(The Center Square) – A bill that would increase the standard deduction for Georgia families to $100,000 is up for a state Senate vote on Thursday.
Senate Bill 476 would also increase the standard deduction to $50,000 for single filers.
It’s the first step in a plan proposed by Senate Republicans to eliminate the state income tax over the next six years. The income tax break would eliminate state income taxes for some families in its first year, they said.
Slashing some corporate tax breaks would make up the lost revenue in the second year, according to Sen. Blake Tillery, R-Vidalia, the bill’s sponsor. Some of the cuts are to little-known sales tax credits like a “yacht tax credit” on boat parts.
Other cuts have been previously discussed by lawmakers, including the slashing of tax reprieves for data centers.
The bill would cut two tax credits, one for new data centers and one for computer equipment.

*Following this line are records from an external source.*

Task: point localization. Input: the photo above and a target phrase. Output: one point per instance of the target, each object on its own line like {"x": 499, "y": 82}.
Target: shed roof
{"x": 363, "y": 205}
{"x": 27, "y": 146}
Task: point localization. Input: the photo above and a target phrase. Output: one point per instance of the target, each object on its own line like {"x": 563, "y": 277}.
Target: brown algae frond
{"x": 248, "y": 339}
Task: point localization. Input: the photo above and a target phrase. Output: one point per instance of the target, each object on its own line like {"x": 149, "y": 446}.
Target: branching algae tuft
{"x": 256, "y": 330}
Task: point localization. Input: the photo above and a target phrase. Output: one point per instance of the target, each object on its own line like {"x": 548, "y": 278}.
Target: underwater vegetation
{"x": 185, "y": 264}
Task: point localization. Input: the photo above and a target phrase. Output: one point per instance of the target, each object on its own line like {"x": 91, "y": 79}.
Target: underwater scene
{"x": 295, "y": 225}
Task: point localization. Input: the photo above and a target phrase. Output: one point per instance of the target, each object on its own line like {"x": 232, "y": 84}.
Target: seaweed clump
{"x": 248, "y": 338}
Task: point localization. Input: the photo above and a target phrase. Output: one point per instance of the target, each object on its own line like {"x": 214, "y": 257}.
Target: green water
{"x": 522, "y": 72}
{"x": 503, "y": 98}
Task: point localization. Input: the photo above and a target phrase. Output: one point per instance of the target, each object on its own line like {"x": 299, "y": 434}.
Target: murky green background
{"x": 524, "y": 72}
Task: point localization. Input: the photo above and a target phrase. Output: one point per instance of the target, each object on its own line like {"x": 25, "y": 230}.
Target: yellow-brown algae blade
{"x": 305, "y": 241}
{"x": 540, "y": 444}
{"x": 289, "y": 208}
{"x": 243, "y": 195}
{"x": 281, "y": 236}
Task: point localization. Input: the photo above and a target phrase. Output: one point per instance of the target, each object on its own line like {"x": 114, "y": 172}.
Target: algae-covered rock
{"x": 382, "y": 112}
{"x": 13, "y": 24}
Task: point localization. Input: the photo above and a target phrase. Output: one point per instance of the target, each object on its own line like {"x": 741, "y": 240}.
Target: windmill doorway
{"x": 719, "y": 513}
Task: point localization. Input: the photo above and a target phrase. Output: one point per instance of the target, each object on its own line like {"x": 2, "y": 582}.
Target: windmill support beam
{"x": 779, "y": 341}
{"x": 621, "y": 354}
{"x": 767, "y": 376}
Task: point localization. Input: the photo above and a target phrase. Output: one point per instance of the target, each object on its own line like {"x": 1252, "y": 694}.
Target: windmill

“The University of Georgia Carl Vinson Institute said that at least 70% of them would have come anyway and that we were giving our money away,” said Chairman Chuck Hufstetler, R-Rome. “And like I said earlier, that’s one whole month of income taxes to gave a small group that credit.”
Hufstetler has introduced a separate bill to eliminate tax relief for data centers.
The bill covers the first two years of a six-year plan to eliminate the state income tax to zero, according to Tillery.
Some Democrats have opposed the bill, citing concerns about cuts to services or increased taxes elsewhere. The bill does not raise motor fuel or sales taxes, nor does it add a property tax.
The Senate meets at 10 a.m. on Thursday.